However, as per REACH guidance document R7.C , information on absorption, distribution, metabolism and excretion may be deduced from the physical-chemical properties and QSAR predictions.
Based on the physical-chemical properties and QSAR predictions, the absorption of 5,5’-Dithiodi-1,3,4-thiadiazole-2(3H)-thione is expected to be high by oral route and inhalation, but moderate by dermal route. A good distribution and excretion of the substance are expected.
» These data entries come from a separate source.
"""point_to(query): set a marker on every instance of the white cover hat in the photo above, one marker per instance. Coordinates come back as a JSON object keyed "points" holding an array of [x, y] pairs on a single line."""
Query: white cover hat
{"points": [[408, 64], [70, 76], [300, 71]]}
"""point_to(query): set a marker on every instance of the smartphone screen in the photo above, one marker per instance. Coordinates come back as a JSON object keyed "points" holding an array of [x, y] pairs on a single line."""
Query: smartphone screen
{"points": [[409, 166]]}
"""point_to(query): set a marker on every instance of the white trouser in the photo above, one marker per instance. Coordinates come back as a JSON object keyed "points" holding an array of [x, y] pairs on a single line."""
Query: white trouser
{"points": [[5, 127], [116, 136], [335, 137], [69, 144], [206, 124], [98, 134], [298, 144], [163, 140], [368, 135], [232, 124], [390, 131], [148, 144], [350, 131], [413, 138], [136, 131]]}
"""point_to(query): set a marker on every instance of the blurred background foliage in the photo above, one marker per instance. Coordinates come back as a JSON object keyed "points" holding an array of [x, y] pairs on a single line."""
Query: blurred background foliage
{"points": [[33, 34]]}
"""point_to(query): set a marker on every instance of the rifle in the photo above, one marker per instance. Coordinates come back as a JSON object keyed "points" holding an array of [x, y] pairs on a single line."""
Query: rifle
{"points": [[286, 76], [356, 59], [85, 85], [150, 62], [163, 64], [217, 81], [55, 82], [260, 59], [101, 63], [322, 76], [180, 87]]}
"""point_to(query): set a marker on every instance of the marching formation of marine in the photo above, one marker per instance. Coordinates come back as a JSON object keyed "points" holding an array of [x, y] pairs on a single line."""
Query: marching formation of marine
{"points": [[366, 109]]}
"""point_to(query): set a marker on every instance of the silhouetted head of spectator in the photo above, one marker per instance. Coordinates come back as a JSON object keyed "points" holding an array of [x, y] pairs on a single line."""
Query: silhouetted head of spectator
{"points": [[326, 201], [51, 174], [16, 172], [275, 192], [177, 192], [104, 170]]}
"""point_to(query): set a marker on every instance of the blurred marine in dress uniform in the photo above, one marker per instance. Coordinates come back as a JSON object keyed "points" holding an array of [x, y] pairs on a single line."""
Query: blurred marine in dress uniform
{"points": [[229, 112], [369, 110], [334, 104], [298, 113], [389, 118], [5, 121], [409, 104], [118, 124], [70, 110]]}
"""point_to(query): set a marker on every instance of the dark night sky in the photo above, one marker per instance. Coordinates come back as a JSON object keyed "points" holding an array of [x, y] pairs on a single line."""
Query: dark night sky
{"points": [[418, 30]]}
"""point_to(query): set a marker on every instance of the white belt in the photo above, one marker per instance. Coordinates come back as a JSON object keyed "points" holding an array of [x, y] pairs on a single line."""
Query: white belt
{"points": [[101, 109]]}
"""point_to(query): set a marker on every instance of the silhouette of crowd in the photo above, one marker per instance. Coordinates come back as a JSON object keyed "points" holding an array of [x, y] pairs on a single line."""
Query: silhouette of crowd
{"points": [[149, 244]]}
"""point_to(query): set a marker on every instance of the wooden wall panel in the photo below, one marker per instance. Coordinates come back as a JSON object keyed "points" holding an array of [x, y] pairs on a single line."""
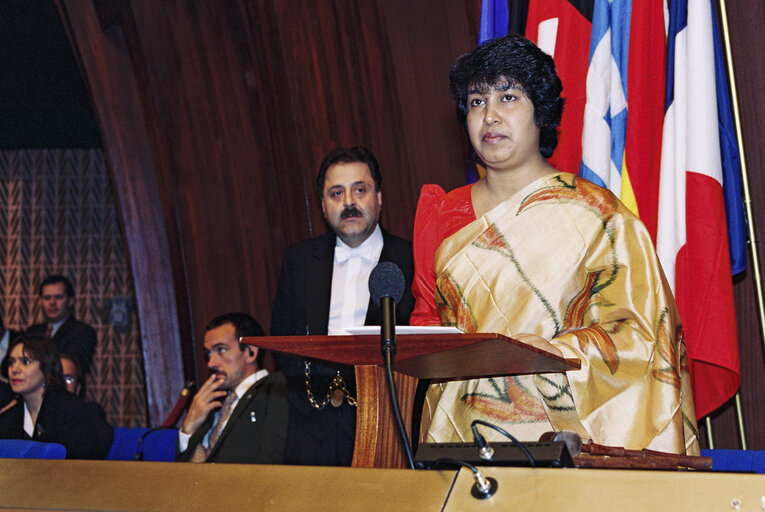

Key value for chemical safety assessment
- Bioaccumulation potential:
- no bioaccumulation potential
- Absorption rate - oral (%):
- 100
- Absorption rate - dermal (%):
- 50
- Absorption rate - inhalation (%):
- 100
Additional information
The physical-chemical properties of 5,5’-Dithiodi-1,3,4-thiadiazole-2(3H)-thione (CAS RN 72676-55-2):
• Molecular weight (MW): 298.45 g/mol
• Water solubility: 167 mg/L
• N-octanol/water partition coefficient (log P): 1.46
• Vapour pressure: 0.000041 Pa
Oral Absorption
The physicochemical characteristics of 5,5’-Dithiodi-1,3,4-thiadiazole-2(3H)-thione (log Pow of 1.46 and water solubility of 167 mg/L) and the molecular mass are in a range suggestive of absorption from the gastro-intestinal tract subsequent to oral ingestion. It is also projected to be orally bioavailable based on Lipinski's Rule. This assumption of oral absorption is confirmed by the systemic effects observed in the studies involving repeated exposure via the oral route.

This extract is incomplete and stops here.